South Australians at the highest risk of contracting monkeypox will be given the first vaccine doses that have arrived in the state.
Yesterday, the state received 900 doses from the national stockpile following rollouts in New South Wales and Victoria.
More vaccines will be allocated to South Australians in the coming months.
Chief Public Health Officer Nicola Spurrier said two doses of the vaccine will be required for each person and 900 vaccines was just the "initiative allocation".
"In first instances we will be holding doses back in case we have close contacts of cases," she said.
"We can use it before someone's exposed or after their exposed, particularly if it's four days after the exposure."
Professor Spurrier said men who have sex with men who were living with HIV or had a recent sexual infection, or people receiving preventative medication for HIV, would be eligible for the first batch of monkeypox vaccines.
"Those particularly groups are known to health clinics, so the way we are doing this in South Australia is going to those people we know are at higher risk and we will be saying to them they're eligible for vaccine,"" she said.
South Australian recorded its first case of monkeypox in a man returning from overseas in June.
Professor Spurrier said SA Health sexual health clinics were open for testing and pathology collection for monkeypox.

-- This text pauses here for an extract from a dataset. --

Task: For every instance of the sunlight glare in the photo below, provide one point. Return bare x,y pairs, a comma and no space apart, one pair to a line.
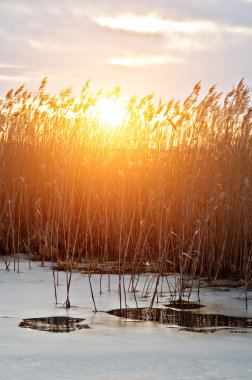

"This is not just a sexually transmitted infection," she said.
"There is going to be at some point other people exposed, whether that's a health worker or family member, because it can be transmitted from respiratory droplets and also from the lesions."
The "third generation" vaccine from Barvarian Nordic is new, but there are no known serious side effects, Professor Spurrier said.
"One of the things that is important is making sure if you have symptoms to be diagnosed very quickly, but one of the important things is having a vaccine," she said.
Symptoms of monkeypox to watch out for, particularly for people returning from overseas, include fever, headache, fatigue, rash, lesions and soreness in the genitalia area.